Pada pukul 15:30 WITA, keduanya menuruni bukit menuju titik tanah milik Bonifasius. Perjalanan kaki memakan waktu sekitar 30 menit akibat kontur tanah yang curam dan tertutup padang ilalang tinggi, yang cukup menguras tenaga dan waktu.
Pada sore hari, di lokasi tersebut, hanya terdapat Serka LMFP dan Bonifasius Oldam. Tidak ada aktivitas warga lain maupun permukiman penduduk di area Batu Gosok yang terpencil tersebut.
Momen Perekaman Video Sebagai Bukti Pendukung Lokus Foto
Foto viral di media massa itu bersamaan dengan momentum perekaman video oleh Bonefasius Oldam berdurasi 35 detik direkam menggunakan ponsel milik Bonifasius Oldam dan oleh Bonifasius sendiri. Dalam video, Serka LMFP menjelaskan arah mata angin dan estimasi luas tanah (200m x 100m = 2 hektar) berdasarkan data yang sebelumnya disampaikan Bonifasius saat perjalanan.
Serka LMFP mengaku bahwa dirinya hanya menemani pengecekan batas tanah di lokasi tak berpenghuni. Senjata (Pistol FN) ditenteng murni karena alasan keamanan agar tidak jatuh saat menaiki tebing miring, bukan untuk intimidasi.
Lokasi kejadian adalah Batu Gosok, berjarak ±6 km dari Bukit Karanga. Framing media mengaitkan dua lokasi berbeda yang tidak berhubungan.
Konteks Senjata Api (Pistol FN)
Mengenai keberadaan senjata api jenis pistol FN yang terlihat dalam video, perlu dipahami konteks medannya.
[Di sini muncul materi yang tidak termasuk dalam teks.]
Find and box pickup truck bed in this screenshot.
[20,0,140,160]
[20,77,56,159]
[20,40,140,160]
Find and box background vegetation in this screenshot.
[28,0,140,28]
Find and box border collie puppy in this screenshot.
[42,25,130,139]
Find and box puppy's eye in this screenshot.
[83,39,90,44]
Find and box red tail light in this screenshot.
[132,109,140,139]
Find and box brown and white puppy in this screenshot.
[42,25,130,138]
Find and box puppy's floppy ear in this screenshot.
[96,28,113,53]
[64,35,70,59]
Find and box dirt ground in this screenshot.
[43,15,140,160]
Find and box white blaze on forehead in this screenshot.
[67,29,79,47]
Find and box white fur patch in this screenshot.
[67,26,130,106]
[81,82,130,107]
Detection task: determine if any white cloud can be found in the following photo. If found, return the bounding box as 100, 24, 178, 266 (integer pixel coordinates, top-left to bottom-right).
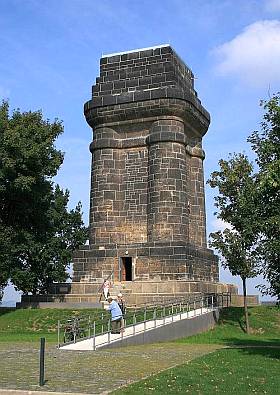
214, 20, 280, 88
264, 0, 280, 12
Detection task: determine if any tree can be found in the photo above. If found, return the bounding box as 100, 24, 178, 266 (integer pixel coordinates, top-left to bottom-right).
0, 102, 87, 293
208, 154, 258, 333
248, 94, 280, 301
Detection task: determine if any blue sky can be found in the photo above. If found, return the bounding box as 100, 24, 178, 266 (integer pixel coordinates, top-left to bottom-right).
0, 0, 280, 300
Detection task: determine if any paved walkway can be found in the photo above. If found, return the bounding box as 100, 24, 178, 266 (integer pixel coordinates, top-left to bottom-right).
60, 308, 213, 351
0, 337, 220, 395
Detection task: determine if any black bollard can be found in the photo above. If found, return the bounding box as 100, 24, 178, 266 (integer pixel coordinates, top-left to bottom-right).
39, 337, 46, 387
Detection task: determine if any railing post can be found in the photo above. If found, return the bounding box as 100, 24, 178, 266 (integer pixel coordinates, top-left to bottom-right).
88, 315, 91, 337
39, 337, 46, 386
144, 306, 147, 332
133, 312, 136, 335
57, 321, 60, 348
93, 321, 96, 351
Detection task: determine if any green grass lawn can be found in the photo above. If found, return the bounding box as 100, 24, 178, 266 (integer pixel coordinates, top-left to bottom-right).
176, 306, 280, 346
0, 309, 106, 342
114, 347, 280, 395
0, 306, 280, 395
114, 306, 280, 395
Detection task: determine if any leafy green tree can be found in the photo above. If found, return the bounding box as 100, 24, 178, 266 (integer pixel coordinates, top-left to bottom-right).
248, 94, 280, 300
208, 154, 258, 333
0, 102, 87, 294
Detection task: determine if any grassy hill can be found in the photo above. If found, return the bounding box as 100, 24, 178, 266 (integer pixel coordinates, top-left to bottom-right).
176, 306, 280, 345
0, 309, 103, 342
114, 306, 280, 395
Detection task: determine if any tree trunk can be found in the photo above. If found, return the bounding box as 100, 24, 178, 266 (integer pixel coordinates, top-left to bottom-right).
242, 277, 250, 333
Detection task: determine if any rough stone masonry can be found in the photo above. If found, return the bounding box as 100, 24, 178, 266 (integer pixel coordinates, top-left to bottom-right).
73, 45, 219, 283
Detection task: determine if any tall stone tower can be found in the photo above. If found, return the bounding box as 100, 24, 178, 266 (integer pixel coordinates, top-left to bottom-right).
73, 45, 221, 290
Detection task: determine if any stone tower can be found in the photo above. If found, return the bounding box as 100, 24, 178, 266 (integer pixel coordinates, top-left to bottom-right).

Saat itu, SLMFP dan Bonifasius berada di sisi timur tanah dengan kontur yang sangat miring dan menanjak.
Senjata yang semula diselipkan di pinggang terpaksa dikeluarkan dan ditenteng demi faktor keamanan (safety).
Mengingat medan yang sulit, membiarkan senjata di pinggang berisiko menyebabkan senjata terjatuh atau terbentur.
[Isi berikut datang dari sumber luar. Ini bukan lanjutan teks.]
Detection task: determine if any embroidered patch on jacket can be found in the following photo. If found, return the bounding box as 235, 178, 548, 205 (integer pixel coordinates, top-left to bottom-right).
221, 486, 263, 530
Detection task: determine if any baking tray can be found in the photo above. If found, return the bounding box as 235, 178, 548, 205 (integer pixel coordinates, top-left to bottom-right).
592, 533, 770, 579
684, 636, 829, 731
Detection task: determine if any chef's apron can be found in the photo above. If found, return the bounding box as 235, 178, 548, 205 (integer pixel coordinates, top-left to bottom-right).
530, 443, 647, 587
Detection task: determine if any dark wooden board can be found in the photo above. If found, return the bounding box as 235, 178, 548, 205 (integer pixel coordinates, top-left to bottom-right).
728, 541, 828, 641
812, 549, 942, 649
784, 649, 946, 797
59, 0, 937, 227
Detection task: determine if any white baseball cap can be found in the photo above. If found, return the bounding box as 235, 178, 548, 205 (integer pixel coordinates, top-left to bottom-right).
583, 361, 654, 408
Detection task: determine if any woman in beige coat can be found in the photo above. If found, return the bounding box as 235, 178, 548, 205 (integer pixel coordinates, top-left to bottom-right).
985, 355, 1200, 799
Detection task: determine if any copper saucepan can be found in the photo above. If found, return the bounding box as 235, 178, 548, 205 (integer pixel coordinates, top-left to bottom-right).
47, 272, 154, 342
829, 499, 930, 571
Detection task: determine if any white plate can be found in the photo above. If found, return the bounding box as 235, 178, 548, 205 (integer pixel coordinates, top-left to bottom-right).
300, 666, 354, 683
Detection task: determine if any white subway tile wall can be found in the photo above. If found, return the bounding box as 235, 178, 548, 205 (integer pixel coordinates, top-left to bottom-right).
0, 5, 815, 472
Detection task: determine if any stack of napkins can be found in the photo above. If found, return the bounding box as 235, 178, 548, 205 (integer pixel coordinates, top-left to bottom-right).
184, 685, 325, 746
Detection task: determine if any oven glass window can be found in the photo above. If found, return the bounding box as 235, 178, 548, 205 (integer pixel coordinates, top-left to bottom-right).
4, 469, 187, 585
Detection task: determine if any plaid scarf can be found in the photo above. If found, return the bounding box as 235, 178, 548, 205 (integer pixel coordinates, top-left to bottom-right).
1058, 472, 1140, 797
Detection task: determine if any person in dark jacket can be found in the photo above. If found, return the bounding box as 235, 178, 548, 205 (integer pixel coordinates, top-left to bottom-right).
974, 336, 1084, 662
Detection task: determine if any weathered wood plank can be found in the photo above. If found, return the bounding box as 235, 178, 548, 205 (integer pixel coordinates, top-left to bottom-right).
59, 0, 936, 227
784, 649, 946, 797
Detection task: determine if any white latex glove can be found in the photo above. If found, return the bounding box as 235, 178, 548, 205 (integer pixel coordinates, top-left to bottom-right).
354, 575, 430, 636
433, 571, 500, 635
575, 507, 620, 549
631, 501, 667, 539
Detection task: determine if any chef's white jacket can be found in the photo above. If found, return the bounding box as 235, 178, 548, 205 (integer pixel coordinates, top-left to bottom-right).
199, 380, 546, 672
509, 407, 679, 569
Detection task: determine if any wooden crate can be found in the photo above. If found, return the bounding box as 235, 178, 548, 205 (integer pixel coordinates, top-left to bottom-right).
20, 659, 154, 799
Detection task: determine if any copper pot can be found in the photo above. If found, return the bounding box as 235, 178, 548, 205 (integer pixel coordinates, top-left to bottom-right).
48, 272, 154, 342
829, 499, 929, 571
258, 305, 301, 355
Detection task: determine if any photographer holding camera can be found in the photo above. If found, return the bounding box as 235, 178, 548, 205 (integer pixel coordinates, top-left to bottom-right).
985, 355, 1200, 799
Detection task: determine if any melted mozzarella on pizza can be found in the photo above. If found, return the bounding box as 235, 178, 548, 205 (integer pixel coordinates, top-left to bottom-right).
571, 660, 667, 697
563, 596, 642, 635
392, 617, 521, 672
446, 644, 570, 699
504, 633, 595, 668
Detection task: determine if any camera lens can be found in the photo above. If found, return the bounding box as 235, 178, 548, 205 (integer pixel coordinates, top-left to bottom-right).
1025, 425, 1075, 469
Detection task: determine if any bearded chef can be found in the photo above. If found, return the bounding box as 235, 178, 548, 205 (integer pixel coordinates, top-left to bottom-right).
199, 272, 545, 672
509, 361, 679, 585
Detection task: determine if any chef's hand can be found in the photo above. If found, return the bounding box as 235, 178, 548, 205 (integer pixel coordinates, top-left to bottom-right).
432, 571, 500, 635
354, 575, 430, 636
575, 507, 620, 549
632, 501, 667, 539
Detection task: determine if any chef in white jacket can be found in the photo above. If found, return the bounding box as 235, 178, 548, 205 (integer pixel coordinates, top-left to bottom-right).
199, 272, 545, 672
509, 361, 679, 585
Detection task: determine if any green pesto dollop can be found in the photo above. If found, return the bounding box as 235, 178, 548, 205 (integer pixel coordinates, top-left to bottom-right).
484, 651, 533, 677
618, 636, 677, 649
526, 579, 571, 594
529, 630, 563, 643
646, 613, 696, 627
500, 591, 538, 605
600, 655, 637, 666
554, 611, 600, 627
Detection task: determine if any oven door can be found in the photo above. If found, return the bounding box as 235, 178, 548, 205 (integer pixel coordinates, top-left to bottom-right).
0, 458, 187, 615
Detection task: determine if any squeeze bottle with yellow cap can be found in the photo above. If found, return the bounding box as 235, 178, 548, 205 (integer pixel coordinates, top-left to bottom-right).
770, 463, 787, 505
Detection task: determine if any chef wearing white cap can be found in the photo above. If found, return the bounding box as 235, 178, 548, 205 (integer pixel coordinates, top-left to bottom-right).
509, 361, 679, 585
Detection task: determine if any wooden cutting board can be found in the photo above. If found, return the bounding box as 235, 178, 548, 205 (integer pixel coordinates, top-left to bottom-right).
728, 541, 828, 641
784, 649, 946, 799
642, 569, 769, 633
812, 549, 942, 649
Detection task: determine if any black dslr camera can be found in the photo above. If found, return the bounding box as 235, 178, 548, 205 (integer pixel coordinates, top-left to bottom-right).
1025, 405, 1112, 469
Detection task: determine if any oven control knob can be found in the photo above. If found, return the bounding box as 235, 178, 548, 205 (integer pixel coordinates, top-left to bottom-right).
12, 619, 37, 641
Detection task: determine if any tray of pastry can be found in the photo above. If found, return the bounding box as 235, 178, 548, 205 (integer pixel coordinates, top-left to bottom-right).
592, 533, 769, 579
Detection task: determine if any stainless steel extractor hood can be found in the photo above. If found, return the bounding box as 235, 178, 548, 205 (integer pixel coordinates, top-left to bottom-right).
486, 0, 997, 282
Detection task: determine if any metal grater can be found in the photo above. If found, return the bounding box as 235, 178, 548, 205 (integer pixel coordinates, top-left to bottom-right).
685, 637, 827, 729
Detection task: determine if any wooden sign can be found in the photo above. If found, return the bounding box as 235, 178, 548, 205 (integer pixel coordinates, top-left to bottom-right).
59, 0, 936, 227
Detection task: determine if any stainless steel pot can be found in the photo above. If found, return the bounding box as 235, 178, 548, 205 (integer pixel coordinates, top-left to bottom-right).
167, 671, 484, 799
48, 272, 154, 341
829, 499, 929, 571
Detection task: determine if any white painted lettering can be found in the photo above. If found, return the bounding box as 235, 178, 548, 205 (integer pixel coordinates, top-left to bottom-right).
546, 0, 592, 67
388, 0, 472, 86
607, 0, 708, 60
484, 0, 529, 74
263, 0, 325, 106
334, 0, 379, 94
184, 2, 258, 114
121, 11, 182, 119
Tindakan menenteng senjata tersebut dilakukan saat bergerak dari sisi barat ke timur yang menanjak, semata-mata untuk mengamankan inventaris negara, bukan sebagai bentuk ancaman.
Menutup keterangannya, Letkol Inf Budiman Manurung kembali menegaskan komitmen TNI untuk bekerja demi rakyat.